MeshxRpc (MeshxRpc v0.1.0) View Source

RPC client and server.

MeshxRpc can be considered as an alternative to Erlang OTP :erpc or :rpc modules.

Major differences between MeshxRpc and native :erpc modules:

  • MeshxRpc is using custom binary communication protocol, hence it doesn't depend on Erlang distribution and can be used with any user provided TCP transport solution, especially service mesh data plane,
  • MeshxRpc restricts incoming request function executability scope to single module associated with given RPC server. This way user has full control over RPC server functionality exposed to remote RPC clients, instead of allowing unrestricted access to remote as it is a case for OTP :erpc module.

MeshxRpc features:

  • connection pooling,
  • user customizable serialization functions,
  • traffic chunking into smaller blocks of configurable maximum size to avoid IO socket blocking,
  • optional transmission error detection with user configurable asynchronously executed message block checksum functions,
  • reach per request telemetry metrics,
  • request integrity protection with sequence numbers and node/connection references,
  • primitive access control with optional preshared keys,
  • load balancing and high availability provided by service mesh data plane,
  • ability to run multiple RPC servers and/or clients on a single node.

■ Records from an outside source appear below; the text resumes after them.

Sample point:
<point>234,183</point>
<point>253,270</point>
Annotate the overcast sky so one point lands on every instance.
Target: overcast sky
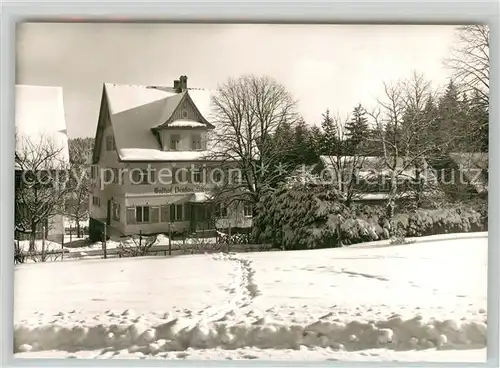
<point>323,66</point>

MeshxRpc is designed to work primarily as mesh service and doesn't offer data encryption, authorization or authentication mechanisms as those are natively provided by service mesh environment.

Installation

Add :meshx_rpc and optionally :meshx_consul, :ranch and :poolboy to application dependencies:

# mix.exs
def deps do
  [
    {:meshx_rpc, "~> 0.1.0"},
    # if using :meshx_consul service mesh adapter add:
    {:meshx_consul, "~> 0.1.0"},
    # if running RPC client(s) add:
    {:poolboy, "~> 1.5"},
    # if running RPC server(s) add:
    {:ranch, "~> 2.0"}
  ]
end

Usage

Same mix project is used to implement both RPC server and RPC client to simplify examples.

Server and client nodes are started using custom command line argument rpc_server?:

  • start server: iex --erl "-rpc_server? true",
  • start client: iex --erl "-rpc_server? false".

Example 1. Shared Unix Domain Socket.

Implement RPC server Example1.Server and client Example1.Client modules:

# lib/server.ex
defmodule Example1.Server do
  use MeshxRpc.Server,
    address: {:uds, "/tmp/meshx.sock"},
    telemetry_prefix: [:example1, __MODULE__]

  def echo(args), do: args
  def ping(_args), do: :pong
end

# lib/client.ex
defmodule Example1.Client do
  use MeshxRpc.Client,
    address: {:uds, "/tmp/meshx.sock"},
    telemetry_prefix: [:example1, __MODULE__],
    pool_opts: [size: 1, max_overflow: 0]

  def echo(args), do: call(:echo, args)
end

Both client and server connect to the same UDS socket at "/tmp/meshx.sock". For RPC client number of pool workers is limited to one, to reduce amount of telemetry events logged to terminal.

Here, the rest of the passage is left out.